No doubt, there are a lot of "Bachelor"-hating boys out there, but after sitting down with the big guy, Page 2's Mary Buckheit finally knows why ... They're all jealous!
Beats your day job, huh?
Mary sat down with Bob Guiney and fired off 10 Burning Questions. Unlike the rose ceremonies, she didn't pull any punches. Assume the edge of your seat, there are no primers here, this is the final rose ...
1. You started with 25 women. Did you, or did you not, make out with every one of them?
I did not.
Give me a number.
I cannot divulge that information ... it is locked up tighter than the Roswell Files.
C'mon. 10? 12? Ballpark.
No can do.
Great, I can't even break big Bob Guiney.
I'm a tough interview.
2. OK, how do they pick the pool of 25 women? Did you draw a little sketch of the ideal lady?

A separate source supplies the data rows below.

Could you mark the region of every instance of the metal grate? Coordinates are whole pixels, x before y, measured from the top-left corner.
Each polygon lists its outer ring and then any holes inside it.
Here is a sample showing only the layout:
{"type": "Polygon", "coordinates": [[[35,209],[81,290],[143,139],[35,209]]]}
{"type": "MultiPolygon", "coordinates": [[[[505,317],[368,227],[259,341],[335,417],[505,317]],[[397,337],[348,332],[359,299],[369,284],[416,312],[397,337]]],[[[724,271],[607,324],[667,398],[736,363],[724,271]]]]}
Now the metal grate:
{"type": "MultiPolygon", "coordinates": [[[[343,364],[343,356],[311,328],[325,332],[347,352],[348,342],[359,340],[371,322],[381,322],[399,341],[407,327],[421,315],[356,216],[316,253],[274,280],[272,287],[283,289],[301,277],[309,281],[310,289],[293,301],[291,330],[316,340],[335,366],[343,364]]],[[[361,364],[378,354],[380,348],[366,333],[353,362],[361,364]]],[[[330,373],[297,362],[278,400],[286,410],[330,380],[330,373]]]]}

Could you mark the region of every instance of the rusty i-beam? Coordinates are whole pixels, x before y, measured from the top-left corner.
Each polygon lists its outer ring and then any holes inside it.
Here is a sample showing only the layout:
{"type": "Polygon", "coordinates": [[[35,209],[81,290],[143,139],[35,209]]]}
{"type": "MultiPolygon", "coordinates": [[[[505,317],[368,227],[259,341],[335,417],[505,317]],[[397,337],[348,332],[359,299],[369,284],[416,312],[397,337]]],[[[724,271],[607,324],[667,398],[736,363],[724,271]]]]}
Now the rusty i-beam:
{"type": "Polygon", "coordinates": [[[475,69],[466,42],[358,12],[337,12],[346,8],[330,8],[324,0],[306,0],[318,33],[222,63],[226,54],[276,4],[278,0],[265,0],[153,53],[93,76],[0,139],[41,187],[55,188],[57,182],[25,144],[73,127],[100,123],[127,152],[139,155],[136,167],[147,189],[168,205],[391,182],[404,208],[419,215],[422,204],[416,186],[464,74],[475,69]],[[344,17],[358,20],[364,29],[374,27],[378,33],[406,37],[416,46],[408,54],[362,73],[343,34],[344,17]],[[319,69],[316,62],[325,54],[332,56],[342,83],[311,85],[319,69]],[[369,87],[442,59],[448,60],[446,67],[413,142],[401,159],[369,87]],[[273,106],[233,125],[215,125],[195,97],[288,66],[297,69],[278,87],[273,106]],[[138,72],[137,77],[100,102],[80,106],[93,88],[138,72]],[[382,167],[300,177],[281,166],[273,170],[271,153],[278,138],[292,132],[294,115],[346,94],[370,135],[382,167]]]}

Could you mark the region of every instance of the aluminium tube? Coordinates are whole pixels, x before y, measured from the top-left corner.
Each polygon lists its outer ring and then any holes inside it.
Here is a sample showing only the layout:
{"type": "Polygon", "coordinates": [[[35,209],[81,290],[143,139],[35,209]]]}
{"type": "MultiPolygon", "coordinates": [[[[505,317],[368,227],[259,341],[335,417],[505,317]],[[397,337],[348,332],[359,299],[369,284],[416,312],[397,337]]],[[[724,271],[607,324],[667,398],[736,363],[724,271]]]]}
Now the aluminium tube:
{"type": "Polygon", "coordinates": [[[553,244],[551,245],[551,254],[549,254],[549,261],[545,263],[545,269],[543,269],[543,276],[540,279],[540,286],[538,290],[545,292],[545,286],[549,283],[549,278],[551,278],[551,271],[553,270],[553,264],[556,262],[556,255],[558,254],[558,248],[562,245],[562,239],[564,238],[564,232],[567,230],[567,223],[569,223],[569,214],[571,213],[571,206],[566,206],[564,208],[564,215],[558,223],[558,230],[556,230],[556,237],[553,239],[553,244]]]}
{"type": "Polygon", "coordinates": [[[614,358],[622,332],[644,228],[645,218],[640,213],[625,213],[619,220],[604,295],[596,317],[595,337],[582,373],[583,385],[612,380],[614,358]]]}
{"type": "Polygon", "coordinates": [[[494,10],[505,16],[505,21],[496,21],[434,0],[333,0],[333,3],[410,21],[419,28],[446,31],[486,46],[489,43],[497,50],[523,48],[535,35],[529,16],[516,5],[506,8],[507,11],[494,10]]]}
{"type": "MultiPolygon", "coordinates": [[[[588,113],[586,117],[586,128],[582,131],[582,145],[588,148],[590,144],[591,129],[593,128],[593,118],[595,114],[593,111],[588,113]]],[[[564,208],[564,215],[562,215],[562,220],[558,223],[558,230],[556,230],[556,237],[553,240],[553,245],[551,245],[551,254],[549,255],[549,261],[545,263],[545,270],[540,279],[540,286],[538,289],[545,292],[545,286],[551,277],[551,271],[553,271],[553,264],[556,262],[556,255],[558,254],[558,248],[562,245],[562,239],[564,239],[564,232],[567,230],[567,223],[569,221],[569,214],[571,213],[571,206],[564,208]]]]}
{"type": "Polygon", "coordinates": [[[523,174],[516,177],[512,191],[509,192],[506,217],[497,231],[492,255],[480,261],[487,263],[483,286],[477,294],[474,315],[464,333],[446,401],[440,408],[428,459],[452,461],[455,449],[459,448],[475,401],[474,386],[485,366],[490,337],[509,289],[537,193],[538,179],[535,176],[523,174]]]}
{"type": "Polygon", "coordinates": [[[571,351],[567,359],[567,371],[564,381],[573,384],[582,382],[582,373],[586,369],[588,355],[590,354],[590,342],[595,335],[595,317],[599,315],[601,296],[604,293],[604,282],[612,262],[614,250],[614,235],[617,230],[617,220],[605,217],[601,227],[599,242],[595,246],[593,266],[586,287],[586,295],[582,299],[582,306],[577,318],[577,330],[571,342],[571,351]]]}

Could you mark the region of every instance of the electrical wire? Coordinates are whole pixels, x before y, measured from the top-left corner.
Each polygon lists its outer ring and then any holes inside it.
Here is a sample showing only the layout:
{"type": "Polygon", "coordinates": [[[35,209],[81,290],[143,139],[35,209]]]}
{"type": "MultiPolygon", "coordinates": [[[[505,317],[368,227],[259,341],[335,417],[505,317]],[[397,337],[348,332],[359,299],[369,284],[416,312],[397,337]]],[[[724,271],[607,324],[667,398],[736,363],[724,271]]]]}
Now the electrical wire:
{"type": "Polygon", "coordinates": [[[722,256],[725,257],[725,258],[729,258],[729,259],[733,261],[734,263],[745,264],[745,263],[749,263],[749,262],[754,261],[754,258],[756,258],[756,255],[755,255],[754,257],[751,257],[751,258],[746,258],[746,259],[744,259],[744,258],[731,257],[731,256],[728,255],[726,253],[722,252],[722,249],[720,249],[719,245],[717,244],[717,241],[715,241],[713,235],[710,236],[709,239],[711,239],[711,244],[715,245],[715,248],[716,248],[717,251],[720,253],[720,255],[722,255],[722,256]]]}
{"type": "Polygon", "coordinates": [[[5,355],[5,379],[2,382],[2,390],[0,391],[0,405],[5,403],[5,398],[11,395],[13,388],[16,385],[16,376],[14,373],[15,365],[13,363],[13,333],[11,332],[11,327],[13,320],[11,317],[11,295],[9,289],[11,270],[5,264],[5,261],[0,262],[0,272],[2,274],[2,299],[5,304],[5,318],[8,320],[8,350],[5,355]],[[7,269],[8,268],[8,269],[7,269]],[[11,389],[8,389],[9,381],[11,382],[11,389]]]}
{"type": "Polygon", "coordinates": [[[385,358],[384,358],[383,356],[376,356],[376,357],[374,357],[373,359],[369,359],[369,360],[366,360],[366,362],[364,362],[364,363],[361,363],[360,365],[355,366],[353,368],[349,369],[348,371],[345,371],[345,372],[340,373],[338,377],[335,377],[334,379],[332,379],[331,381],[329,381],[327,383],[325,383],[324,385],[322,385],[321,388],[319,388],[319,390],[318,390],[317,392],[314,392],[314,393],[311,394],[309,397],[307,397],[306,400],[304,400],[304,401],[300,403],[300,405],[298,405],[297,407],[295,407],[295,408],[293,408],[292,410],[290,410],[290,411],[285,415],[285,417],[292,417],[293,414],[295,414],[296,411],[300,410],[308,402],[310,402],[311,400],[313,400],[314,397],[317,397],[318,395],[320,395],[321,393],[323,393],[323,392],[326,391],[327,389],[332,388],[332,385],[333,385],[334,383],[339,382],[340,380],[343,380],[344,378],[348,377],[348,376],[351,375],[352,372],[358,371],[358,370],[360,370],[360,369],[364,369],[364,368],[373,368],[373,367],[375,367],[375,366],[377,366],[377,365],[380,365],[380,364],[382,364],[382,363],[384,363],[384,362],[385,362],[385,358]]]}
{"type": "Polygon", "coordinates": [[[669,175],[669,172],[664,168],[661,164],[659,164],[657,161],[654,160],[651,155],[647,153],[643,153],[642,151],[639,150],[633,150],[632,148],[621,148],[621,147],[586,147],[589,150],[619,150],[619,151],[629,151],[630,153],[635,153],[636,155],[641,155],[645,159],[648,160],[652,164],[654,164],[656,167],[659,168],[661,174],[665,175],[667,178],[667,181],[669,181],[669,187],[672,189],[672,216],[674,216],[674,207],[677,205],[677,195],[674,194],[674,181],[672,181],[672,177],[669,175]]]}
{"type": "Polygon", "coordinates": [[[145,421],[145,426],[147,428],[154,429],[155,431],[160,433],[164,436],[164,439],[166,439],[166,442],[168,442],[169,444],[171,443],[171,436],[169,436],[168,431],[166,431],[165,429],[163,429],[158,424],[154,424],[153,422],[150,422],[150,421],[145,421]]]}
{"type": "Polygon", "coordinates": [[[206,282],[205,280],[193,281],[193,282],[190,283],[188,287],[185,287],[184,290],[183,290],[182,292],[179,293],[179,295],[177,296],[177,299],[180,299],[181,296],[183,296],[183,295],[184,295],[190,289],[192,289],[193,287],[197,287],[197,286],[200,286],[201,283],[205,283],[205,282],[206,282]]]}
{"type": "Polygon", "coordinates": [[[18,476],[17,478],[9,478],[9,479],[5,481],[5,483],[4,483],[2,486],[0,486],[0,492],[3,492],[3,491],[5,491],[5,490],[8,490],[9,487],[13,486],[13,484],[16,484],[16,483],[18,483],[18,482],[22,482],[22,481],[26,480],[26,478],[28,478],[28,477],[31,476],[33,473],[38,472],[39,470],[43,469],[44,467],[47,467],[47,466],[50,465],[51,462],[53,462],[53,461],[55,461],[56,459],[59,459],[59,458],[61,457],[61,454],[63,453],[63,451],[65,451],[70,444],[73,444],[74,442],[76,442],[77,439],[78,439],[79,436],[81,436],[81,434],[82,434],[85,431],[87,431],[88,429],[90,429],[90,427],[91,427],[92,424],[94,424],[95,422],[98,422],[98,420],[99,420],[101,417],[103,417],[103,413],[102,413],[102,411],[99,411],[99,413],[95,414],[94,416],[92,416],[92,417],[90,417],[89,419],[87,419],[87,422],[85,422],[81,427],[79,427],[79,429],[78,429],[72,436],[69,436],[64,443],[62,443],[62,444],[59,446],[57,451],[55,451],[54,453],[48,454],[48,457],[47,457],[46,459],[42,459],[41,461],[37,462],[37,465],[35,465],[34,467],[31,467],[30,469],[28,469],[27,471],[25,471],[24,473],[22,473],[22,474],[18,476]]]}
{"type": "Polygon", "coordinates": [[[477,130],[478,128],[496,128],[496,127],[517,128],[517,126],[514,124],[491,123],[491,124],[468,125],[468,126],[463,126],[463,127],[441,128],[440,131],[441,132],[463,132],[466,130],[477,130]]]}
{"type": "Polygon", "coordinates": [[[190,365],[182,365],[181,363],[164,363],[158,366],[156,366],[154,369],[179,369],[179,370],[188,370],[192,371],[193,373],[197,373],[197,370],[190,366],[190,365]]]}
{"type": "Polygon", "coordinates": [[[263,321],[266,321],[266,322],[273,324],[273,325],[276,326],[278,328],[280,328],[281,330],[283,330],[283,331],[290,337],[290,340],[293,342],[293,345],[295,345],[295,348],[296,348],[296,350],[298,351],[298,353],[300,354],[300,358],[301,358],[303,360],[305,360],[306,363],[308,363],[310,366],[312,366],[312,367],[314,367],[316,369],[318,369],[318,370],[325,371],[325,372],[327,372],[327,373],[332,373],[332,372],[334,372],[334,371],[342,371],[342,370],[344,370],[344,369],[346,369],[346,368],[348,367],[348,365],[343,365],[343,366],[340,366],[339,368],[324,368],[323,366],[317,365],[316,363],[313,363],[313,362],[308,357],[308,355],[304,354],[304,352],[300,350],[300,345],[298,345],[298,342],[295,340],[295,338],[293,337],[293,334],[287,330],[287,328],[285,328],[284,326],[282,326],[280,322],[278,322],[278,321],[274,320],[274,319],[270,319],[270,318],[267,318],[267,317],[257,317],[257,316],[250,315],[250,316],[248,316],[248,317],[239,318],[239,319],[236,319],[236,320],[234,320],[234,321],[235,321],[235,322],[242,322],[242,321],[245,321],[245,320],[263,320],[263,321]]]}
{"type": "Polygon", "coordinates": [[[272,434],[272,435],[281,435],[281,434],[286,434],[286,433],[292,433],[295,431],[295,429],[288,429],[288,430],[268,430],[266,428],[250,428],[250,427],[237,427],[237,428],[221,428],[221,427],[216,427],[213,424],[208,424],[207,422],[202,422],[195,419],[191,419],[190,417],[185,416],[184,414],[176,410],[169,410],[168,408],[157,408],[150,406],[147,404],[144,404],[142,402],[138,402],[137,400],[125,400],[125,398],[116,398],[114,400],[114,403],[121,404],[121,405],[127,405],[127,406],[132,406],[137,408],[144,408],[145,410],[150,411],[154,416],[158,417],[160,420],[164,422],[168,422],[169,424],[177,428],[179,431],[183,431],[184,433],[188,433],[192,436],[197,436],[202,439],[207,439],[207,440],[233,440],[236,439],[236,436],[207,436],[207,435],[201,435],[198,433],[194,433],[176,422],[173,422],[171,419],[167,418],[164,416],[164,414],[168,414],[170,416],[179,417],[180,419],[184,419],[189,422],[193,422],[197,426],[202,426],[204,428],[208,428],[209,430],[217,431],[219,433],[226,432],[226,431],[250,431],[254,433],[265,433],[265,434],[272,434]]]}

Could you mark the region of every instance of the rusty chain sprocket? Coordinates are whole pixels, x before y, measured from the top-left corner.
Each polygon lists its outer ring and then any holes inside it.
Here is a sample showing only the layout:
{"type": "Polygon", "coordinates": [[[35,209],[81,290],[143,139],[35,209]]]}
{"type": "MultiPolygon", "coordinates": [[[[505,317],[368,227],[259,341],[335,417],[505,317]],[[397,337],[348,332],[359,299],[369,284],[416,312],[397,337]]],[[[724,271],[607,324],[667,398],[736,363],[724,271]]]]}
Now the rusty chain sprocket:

Nah, I'm not much of an art-ist. I guess they knew I liked girls who are a little sassy at times. And I need them to have a sense of humor ... and put up with mine. I didn't really give them a body type or hair color or anything like that.
C'mon. You didn't request those 25 blonde size-2s?
That was all their doing.
3. What you were thinking when "the twins" got out of the limo?
You gave them both the axe on the first show ... would you ever have kept just one of them and canned the look-a-like?
No. You can't do that.
All or nothing.
4. Everywhere -- on buses, billboards, magazines -- "America asked for Bob, and you got him!" How exactly did we ask for you? Were you like a write-in on the Bachelor ballot?
Well, I guess it was just the response I got from being on "The Bachelorette." There were people e-mailing ABC and writing letters to the show and calling in. I guess I got a considerable amount of fan mail. So the network asked me to be "The Bachelor." I was a little reluctant at first, but then I was like, "Let's do it!"
Wellllllll, I had a few leads, but I didn't know if any of them were "the ones." I think that when it comes to relationships, you should really be as exploratory as possible, just to be sure you find the person that works best with you.
"Exploratory," huh, Bob? Hate the game, not the player, folks.
5. Do you watch reality TV?
Reality TV? ... I watch the news.
Ahh, the trailblazers in all of this nonsense. Who'd have thought the 6 o'clock news would pave the way for "Elimidate."
It was a slippery slope.
Did you watch any of the other seasons of "The Bachelor"?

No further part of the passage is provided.